Me touchant à l’épaule, Jonas m’indiqua un remous qui se formait dans la foule ; un petit groupe d’hommes, l’air de savoir où ils allaient, avançaient laborieusement au milieu de la rue. Aucun ne portait de casque ou de braconnière, mais certains d’entre eux tenaient à la main une javeline à pointe étroite, les autres un bâton renforcé d’une bande de laiton. Cette petite troupe me rappela irrésistiblement les volontaires de la nécropole qui, il y avait si longtemps, nous avaient laissés entrer dans le cimetière, Drotte, Roche, Eata et moi-même. Derrière la brigade en armes venaient quatre hommes transportant le tronc d’arbre dont l’alcade venait de nous parler, et qui n’était en effet qu’une grume grossière, de deux empans de large pour six coudées de long.
Ils furent accueillis par un grand soupir dans la foule, qui ne tarda pas à laisser la place à des commentaires plus bruyants et à des cris d’encouragement. L’alcade nous laissa pour aller prendre la direction des opérations, commençant par ordonner à la garde de faire dégager un espace devant la porte murée de la maison ; il usa de son autorité pour qu’on nous laisse passer, Jonas et moi.
J’avais cru que les hommes se mettraient à l’ouvrage dès l’instant où ils se retrouveraient à pied d’œuvre, sans plus de cérémonie. C’était ne pas tenir compte de la personnalité de l’alcade. Au tout dernier moment, il bondit sur le seuil de la maison murée, et imposa silence à la foule en agitant son chapeau.
« Chers visiteurs et amis villageois ! Vous n’aurez pas le temps de respirer trois fois que nous aurons abattu cette barrière et extirpé le brigand Barnoch de son trou.

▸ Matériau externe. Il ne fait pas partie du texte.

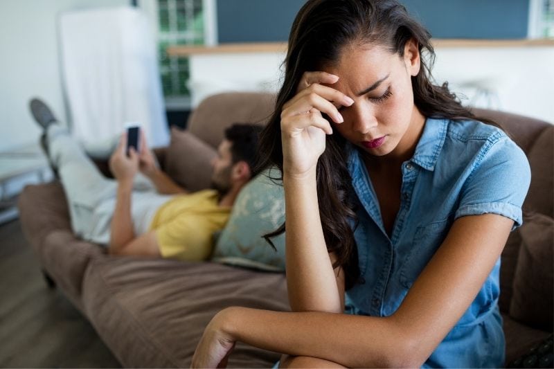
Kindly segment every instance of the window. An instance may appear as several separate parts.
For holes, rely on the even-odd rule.
[[[554,0],[530,0],[528,37],[554,37]]]
[[[168,56],[173,45],[211,44],[215,0],[157,0],[159,57],[166,107],[190,105],[188,60]],[[206,14],[209,12],[210,14]]]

Qu’il soit mort, ou bien, comme nous avons de bonnes raisons de le croire, qu’il soit encore en vie : en effet ça ne fait pas tellement longtemps qu’il moisit ici. Vous savez tous le crime qu’il a commis. Il a collaboré avec les porte-couteaux de Vodalus, les informant de tous les déplacements de ceux qui auraient pu devenir leurs victimes ! Tous, vous vous dites, en ce moment même, qu’une trahison aussi infâme ne mérite aucune pitié, et vous avez raison ! Je l’affirme, oui, et tous nous l’affirmons ! Des centaines de personnes, des milliers, peut-être, gisent dans des tombes sans nom à cause du seul Barnoch. Des centaines et peut-être des milliers ont connu un destin encore pire !
« Cependant, avant que nous n’abattions ces pierres, je vous demande de réfléchir un instant. Vodalus a perdu un espion. Il va donc en chercher un autre. Par une nuit paisible, dans peu de temps, n’en doutons pas, un étranger va vous aborder. Il sera, c’est certain, d’une grande volubilité…

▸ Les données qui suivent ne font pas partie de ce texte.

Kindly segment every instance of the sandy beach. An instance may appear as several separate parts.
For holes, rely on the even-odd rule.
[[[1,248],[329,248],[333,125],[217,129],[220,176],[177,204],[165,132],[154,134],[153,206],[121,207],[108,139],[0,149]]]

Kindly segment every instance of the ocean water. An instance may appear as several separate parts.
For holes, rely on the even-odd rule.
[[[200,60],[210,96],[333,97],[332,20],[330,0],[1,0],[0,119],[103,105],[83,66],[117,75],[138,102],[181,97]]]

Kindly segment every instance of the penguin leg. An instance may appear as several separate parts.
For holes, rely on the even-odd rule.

— Comme toi ! » cria quelqu’un, faisant rire tout le monde.
« Oui, mais il parlera beaucoup mieux que moi – je ne suis qu’un simple mineur, comme la plupart d’entre vous le savent. Ses discours seront bien doux, bien persuasifs, aurais-je dû préciser, et il vous proposera peut-être même de l’argent. Avant que vous ne lui disiez « d’accord », je voudrais que vous regardiez bien la maison de Barnoch telle qu’elle est maintenant, avec un mur à la place de la porte. Imaginez votre propre maison sans porte ni fenêtre – et vous-même enfermé dedans.
« Pensez aussi au châtiment que vous allez voir infliger à Barnoch quand nous l’aurons sorti d’ici… Parce que je vous le dis – et à vous les étrangers en particulier – ce que vous allez voir n’est que le début de la foire de Saltus ! Pour les manifestations des prochains jours, nous nous sommes acquis les services de l’un des meilleurs spécialistes de Nessus ! Vous verrez au moins deux personnes exécutées dans le style le plus officiel qui soit, à savoir la tête tranchée en un seul coup. La première est une femme, et nous utiliserons donc la chaise ! Voilà ce que bien des gens qui se piquent de tout savoir et d’avoir été partout n’ont jamais vu… Et vous verrez ensuite cet homme » – marquant un temps d’arrêt, l’alcade frappa du plat de la main les pierres qui obstruaient la porte et qu’éclairait un rayon de soleil – « ce Barnoch, mis à mort par la main d’un expert. Il se peut qu’il ait creusé un petit trou dans le mur, depuis le temps ; ils le font souvent. Ainsi peut-il entendre ce que je dis. »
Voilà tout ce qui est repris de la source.